Nowcasts are systems that can provide estimates of the current bacterial water-quality conditions based on predictive models using easily-measured, explanatory variables; nowcasts can provide the public with the information to make informed decisions on the risk associated with recreational activities in natural water bodies. Previous studies on the Cuyahoga River within Cuyahoga Valley National Park (CVNP) have found that predictive models can be used to provide accurate assessments of the recreational water quality. However, in order to run the previously developed nowcasts for CVNP, manual collection and processing of samples is required on a daily basis to acquire the required explanatory variable data (laboratory-measured turbidity). The U.S. Geological Survey and the National Park Service collaborated to develop a more automated approach to provide more timely results to park visitors regarding the recreational water quality of the river.

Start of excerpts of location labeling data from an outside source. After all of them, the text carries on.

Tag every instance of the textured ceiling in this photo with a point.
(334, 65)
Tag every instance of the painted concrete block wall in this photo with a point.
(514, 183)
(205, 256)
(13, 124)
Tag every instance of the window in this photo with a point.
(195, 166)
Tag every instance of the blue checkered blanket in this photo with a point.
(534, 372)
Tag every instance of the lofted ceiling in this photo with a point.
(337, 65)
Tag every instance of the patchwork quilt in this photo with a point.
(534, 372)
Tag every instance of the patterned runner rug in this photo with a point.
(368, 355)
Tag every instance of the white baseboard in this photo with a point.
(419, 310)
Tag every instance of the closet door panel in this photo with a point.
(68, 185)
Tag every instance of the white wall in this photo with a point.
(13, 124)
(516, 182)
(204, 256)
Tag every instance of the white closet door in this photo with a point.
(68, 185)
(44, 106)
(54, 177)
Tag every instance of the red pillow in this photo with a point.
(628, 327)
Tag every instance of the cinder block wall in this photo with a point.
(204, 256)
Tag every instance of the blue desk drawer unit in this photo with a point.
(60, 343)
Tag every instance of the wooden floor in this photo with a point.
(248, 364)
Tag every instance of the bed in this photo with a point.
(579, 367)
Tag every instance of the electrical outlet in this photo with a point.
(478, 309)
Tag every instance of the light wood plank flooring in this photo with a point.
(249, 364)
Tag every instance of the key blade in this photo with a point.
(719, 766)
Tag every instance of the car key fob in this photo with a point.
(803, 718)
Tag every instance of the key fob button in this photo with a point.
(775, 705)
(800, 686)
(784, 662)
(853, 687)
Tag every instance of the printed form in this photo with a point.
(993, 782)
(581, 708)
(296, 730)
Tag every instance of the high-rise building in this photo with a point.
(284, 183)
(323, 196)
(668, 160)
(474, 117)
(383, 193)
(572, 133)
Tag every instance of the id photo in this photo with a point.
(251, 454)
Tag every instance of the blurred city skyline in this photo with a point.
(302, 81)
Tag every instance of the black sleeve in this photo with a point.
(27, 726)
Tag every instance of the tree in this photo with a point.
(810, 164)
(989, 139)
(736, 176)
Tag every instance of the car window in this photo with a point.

In May 2012, an in-stream water-quality sensor was installed by the U.S. Geological Survey at Jaite, Ohio (a site centrally located in CVNP on the Cuyahoga River), to provide near-real-time measurements of turbidity and water temperature. To transition from methods used during previous studies at CVNP, a relation between laboratory- and in-stream measured turbidity was developed after the recreational season of 2012. During the recreational seasons of 2012 through 2014, discrete water samples were collected and processed to determine Escherichia coli (E. coli) concentrations at Jaite and one site upstream of Jaite (Lock 29) within CVNP. Predictive models, using in-stream turbidity measurements, were developed for the recreational seasons of 2013 and 2014 to estimate recreational water quality in regards to Ohio’s single-sample water-quality standard for primary-contact recreation.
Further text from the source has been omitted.